The change was needed. Under the previous system in which all seven council members were elected citywide, elections largely were controlled by west-central Austin because of its voting strength. Therefore, council members were beholden to that voting bloc for their political survival.
We previously noted that the 10-1 system is the fairest way to decide big issues, such as zoning. That still is our view, given the challenges facing Austin, such as the city’s rapid growth, mobility challenges and lack of affordable housing.
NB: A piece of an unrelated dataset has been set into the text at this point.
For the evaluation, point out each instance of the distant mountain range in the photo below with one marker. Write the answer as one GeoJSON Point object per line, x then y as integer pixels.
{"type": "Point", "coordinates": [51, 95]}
Drew Scheberle, a senior vice president for the Greater Austin Chamber of Commerce, reminds us that “Austin has grown significantly since 1900, doubling in population every 20-25 years.”
“We need a land-use code and nonzoning regulations that allow all of us to plan for the residential and commercial space we know we will need,” he says, cautioning that the waiting periods in the petition ordinance could slow things considerably.
Austin Mayor Steve Adler is concerned about how waiting periods could stymie work on improvements to city infrastructure. He pointed out that since wait periods start after council elections in even-numbered years, elections for approving zoning would happen in odd-numbered years. With no presidential or gubernatorial races on the ballot, voter turnout would be significantly lower in those years.
Point taken. But if voters clip the council’s wings in zoning matters, council members can blame only themselves.
They threw caution to the wind, moving too fast on too many fronts with a CodeNext rewrite that was more than 1,500 pages in its third draft. Amid public confusion and mistrust, the council plowed on.
The council’s maneuver to keep the measure off the ballot failed after a state district judge last month ordered that it be put on the November ballot. In doing so, however, the judge said it was premature to decide the measure’s legality. That question still looms.
For now, Adler and other council members have directed City Manager Spencer Cronk to take the lead in developing a new process that ultimately yields a land-development code — a tall order.
With momentum on the side of the ballot ordinance, the public likely will gain a greater check on the city manager and council in zoning matters. That is a sword that cuts two ways: The city could go in a new direction in which zoning changes are done in phases, and rely on compromise between neighborhood groups and developers; or be tripped up by wait times and other measures that undermine the 10-1 system’s promise of equity.